A coletânea reúne relatos de viagens e incursões de Frei Betto pelos bastidores dos países socialistas, de 1979 a 1992, período politicamente decisivo em termos internacionais, num cenário que mostrava a transição das ditaduras militares para uma democracia ainda sofrida na América Latina, o recrudescimento da Guerra Fria nos anos 1980, o enfraquecimento do socialismo – e a abertura de países-chave do regime como a China e a União Soviética para o mundo – e a adoção de um modelo político e econômico com viés neoliberal a partir dos anos 1990.
Frei Betto foi espectador privilegiado e ator de acontecimentos importantes da política brasileira e internacional. De Cuba a Nicarágua, da China à antiga União Soviética, passando por países como ex-Alemanha Oriental e ex-Tchecoeslováquia, ele presencia arranjos políticos e atua fortemente na crítica e revisão da visão negativa da religião adotada pelos regimes socialistas. Tornou-se amigo de Fidel e Raúl Castro, esteve com Gorbachev, Lech Walesa e Hugo Chávez, questionou o ateísmo comunista e demonstrou o caráter libertador da fé cristã.
Cuba tem um destaque especial no livro. Foram mais de vinte viagens. Ali, Frei Betto se encarregou da difícil missão de aproximar Igreja e Estado. Um relacionamento que foi encorajado pelo próprio Fidel Castro. Suas viagens renderam uma longa entrevista – foram nada menos que 23 horas de conversa – com Fidel, que resultaram no livro Fidel e a religião.

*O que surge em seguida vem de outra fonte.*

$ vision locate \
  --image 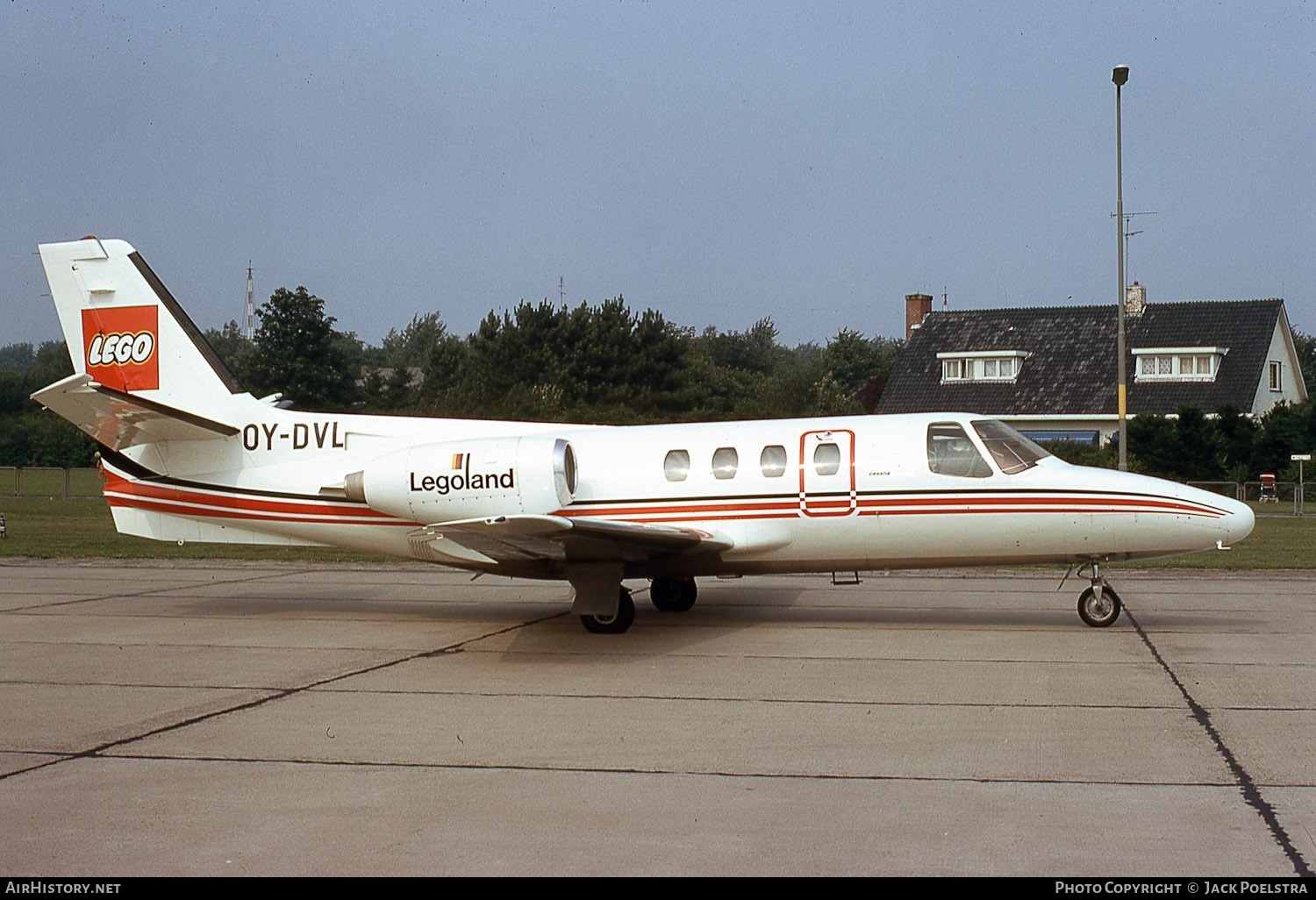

A dicotomia fé x ideologia permeia toda a narrativa. Para Frei Betto, é possível conjugar esses dois fatores vistos como antagônicos. Lúcido, Frei Betto sustenta suas críticas ao socialismo e tenta entender as razões do fracasso do modelo – como a estatização da economia, que não permitiu a modernização dos bens de capital e o monopólio do partido único, beneficente e paternalista, que inibiu os mecanismos de participação democrática e suprimiu o pluralismo político – mas sem abrir mão do que a ideologia tentou promover de positivo: “Admitir o fracasso completo do socialismo real é desconhecer suas conquistas sociais – sobretudo quando consideradas do ponto de vista dos países pobres ou em vias de desenvolvimento – e aceitar a hegemonia perene do capitalismo, que reserva a vastas regiões do planeta, como a América Latina, opressão e miséria.”
‘Paraíso Perdido’ é um relato lúcido e corajoso do fim de uma era, escrito por quem não perdeu a esperança por um mundo melhor.